In an attempt to quell tension between traditional leaders and the government, the Cabinet announced on Thursday that it had appointed a team of ministers to engage with local leaders on their concerns about land expropriation.
"The establishment of the ministerial team is in response to the various concerns raised at the start of Parliament’s public participation process to review section 25," Communications Minister Nomvula Mokonyane said during a post-cabinet briefing on Thursday.
Co-operative Governance and Traditional Affairs Minister Zweli Mkhize will lead the ministerial team, which includes Agriculture, Forestry and Fisheries Minister Senzeni Zokwana, Rural Development and Land Reform Minister Maite Nkoana-Mashabane, and Mokonyane.

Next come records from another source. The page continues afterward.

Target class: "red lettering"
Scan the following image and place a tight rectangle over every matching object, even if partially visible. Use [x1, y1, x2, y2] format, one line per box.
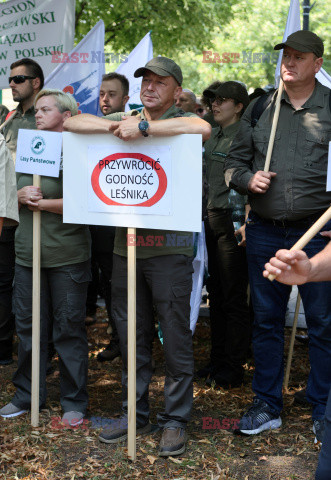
[214, 52, 221, 63]
[202, 417, 213, 430]
[222, 52, 230, 63]
[202, 50, 214, 63]
[231, 52, 240, 63]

The team is due to meet the leadership of the National House of Traditional Leaders and leaders of provincial houses on Friday in Pretoria.
Tension between traditional leaders — particularly the Zulu monarchy — and the government have escalated recently amid suggestions that traditional leaders should relinquish custodianship of land held in trust.
Former president Kgalema Motlanthe’s report of the High Level Panel on Assessment of Key Legislation and Acceleration of Fundamental Change recommended the disbandment of the Ingonyama Trust and he has referred to traditional leaders as "tinpot dictators".
Traditional leaders in the area, including Zulu King Goodwill Zwelithini, have said they will oppose any attempts to disband the trust, with some going as far as to say there will be a bloodbath should the government proceed with the plan.
Traditional leaders in KwaZulu-Natal have indicated that they would approach the courts to seek clarity on the powers of the king and the government when it comes to the issue of land.
Earlier this week, the king convened an imbizo in Ulundi to discuss the future of the Ingonyama Trust. He warned that any attempts to take the land would lead to clashes.